Methodologically, the study operationalises relational economic geography as a framework for analysing which conditions shape commercialisation across multiple scales. In doing so, a multi-scalar contextual analysis is combined with patent mapping of Y02W30-classified technologies between 2000 and 2025.
The results show that innovation activity in this domain is concentrated in (petro-)chemical firms rather than pure recyclers, and that patent activity is dominated by a small number of large applicants located in the Antwerp–Rotterdam–Rhine–Ruhr (ARRRA) meta-cluster. Furthermore, the findings demonstrate that the failure of innovative firms in plastic waste management in the Netherlands stems from an accumulation of several constraints, at its basis, high energy costs, the lack of offsets, and the use of non-targeted taxes and tax exemptions. As well as a lack of steering in policies and industrial policy. Combined with persistent labour shortages in STEM, long and complex food-approval permit applications.

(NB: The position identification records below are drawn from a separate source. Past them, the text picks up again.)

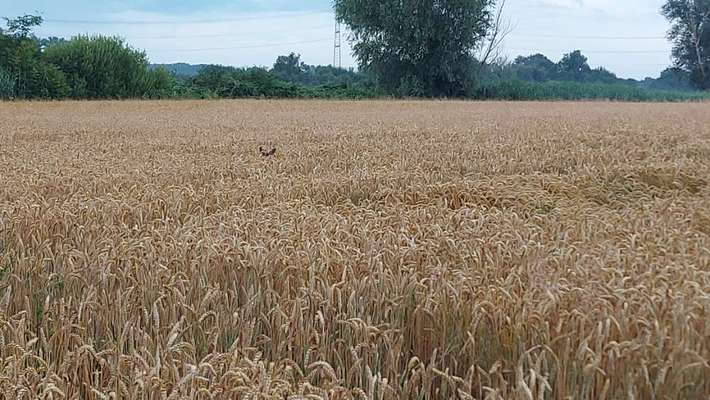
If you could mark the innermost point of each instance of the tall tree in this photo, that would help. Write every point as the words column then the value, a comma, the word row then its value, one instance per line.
column 23, row 71
column 417, row 47
column 690, row 33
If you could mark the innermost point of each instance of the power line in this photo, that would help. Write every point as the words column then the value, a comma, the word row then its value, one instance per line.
column 222, row 34
column 590, row 37
column 248, row 46
column 199, row 21
column 594, row 51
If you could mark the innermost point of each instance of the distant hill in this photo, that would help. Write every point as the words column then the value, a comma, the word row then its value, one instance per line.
column 181, row 69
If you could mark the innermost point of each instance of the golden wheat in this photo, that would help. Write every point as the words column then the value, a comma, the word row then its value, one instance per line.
column 389, row 250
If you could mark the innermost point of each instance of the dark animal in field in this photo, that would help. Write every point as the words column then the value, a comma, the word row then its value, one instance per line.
column 267, row 153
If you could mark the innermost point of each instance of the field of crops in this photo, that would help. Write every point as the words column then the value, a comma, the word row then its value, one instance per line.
column 388, row 250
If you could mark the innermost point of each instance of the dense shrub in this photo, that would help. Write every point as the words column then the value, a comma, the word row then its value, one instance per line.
column 106, row 67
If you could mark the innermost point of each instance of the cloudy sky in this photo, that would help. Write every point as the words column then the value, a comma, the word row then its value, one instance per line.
column 626, row 36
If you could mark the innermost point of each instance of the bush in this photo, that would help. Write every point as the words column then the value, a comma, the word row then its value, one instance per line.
column 558, row 90
column 105, row 67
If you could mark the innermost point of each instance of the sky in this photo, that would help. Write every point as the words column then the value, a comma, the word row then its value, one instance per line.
column 624, row 36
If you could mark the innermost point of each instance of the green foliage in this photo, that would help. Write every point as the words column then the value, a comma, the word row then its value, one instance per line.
column 105, row 67
column 690, row 32
column 22, row 26
column 557, row 90
column 230, row 82
column 159, row 83
column 289, row 68
column 7, row 85
column 417, row 47
column 670, row 79
column 25, row 72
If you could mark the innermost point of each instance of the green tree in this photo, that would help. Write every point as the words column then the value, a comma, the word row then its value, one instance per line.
column 536, row 68
column 21, row 27
column 26, row 73
column 690, row 33
column 289, row 68
column 573, row 66
column 7, row 85
column 417, row 47
column 102, row 67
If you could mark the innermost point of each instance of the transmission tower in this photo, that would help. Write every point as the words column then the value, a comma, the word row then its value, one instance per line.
column 337, row 55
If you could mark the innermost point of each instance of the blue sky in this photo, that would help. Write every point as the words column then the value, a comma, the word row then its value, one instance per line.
column 625, row 36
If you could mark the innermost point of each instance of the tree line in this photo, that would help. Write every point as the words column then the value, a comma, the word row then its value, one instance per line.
column 403, row 48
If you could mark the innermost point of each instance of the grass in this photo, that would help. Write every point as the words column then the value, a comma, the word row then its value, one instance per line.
column 390, row 250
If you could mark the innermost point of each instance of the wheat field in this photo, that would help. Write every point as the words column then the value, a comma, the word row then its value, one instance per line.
column 388, row 250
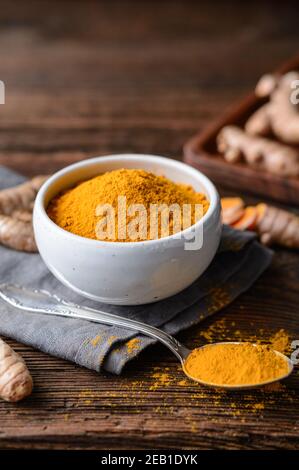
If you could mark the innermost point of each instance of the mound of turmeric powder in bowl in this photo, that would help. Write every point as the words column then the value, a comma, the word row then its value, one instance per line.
column 231, row 364
column 127, row 205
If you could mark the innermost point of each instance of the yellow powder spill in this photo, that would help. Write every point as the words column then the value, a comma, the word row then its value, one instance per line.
column 95, row 341
column 162, row 379
column 111, row 339
column 219, row 298
column 133, row 345
column 281, row 341
column 235, row 364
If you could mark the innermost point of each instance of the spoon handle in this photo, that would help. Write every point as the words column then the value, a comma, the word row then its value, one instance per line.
column 40, row 301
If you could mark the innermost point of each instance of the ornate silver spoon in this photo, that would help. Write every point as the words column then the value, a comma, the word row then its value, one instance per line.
column 40, row 301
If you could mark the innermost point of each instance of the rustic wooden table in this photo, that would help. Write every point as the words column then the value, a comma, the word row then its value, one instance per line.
column 85, row 79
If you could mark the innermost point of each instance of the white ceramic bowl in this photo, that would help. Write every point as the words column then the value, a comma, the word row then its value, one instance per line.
column 126, row 273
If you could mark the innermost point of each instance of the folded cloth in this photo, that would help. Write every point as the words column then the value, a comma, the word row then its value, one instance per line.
column 238, row 263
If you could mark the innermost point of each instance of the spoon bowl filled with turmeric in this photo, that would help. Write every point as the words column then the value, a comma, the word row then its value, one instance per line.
column 236, row 365
column 228, row 365
column 99, row 227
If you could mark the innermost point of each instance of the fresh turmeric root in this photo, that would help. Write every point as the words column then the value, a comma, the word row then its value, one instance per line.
column 258, row 152
column 16, row 206
column 273, row 225
column 277, row 226
column 280, row 115
column 15, row 379
column 248, row 219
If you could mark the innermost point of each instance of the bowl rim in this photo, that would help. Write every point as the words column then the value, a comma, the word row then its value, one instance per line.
column 39, row 204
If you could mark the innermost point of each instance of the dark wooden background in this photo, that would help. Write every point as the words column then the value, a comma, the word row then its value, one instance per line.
column 90, row 78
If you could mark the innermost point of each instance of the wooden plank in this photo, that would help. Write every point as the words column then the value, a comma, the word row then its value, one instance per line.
column 86, row 81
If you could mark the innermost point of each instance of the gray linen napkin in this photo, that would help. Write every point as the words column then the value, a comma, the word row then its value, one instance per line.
column 239, row 262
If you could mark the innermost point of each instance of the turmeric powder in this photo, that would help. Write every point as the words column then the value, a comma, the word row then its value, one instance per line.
column 76, row 209
column 235, row 364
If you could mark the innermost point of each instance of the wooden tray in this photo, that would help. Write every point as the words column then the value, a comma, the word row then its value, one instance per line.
column 201, row 152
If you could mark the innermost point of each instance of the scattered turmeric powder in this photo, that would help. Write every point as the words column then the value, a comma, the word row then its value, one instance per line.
column 281, row 341
column 133, row 345
column 76, row 209
column 235, row 364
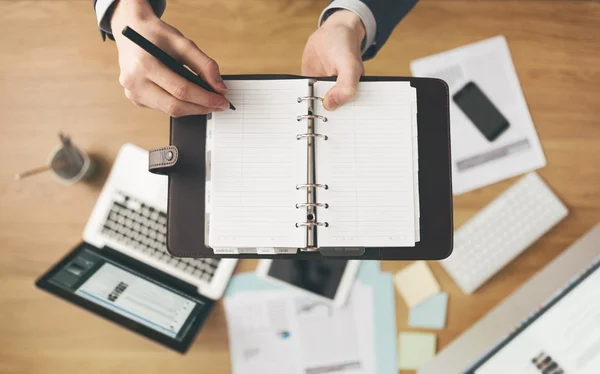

For these inventions to commercialise, cluster embeddedness and regional specialisation, in addition to economies of scale, infrastructural co-location and vertical integration are important pillars. Co-location facilitates strategic coupling between firms, infrastructure and feedstock flows, enabling resource efficiency and reduced energy costs; conditions that are necessary to realise cost parity with virgin plastics. In addition, alignment through licensing, joint ventures, and open-innovation networks is a critical mechanism for scaling these technologies.
In sum, commercialisation is not determined by the invention itself, but by the relational conditions embedded in specialised industrial chemical clusters. Without alignment of infrastructural, economic and institutional conditions, inventions are unlikely to mature beyond the demonstration stage, particularly in contexts lacking targeted industrial support, as currently observed in the Netherlands.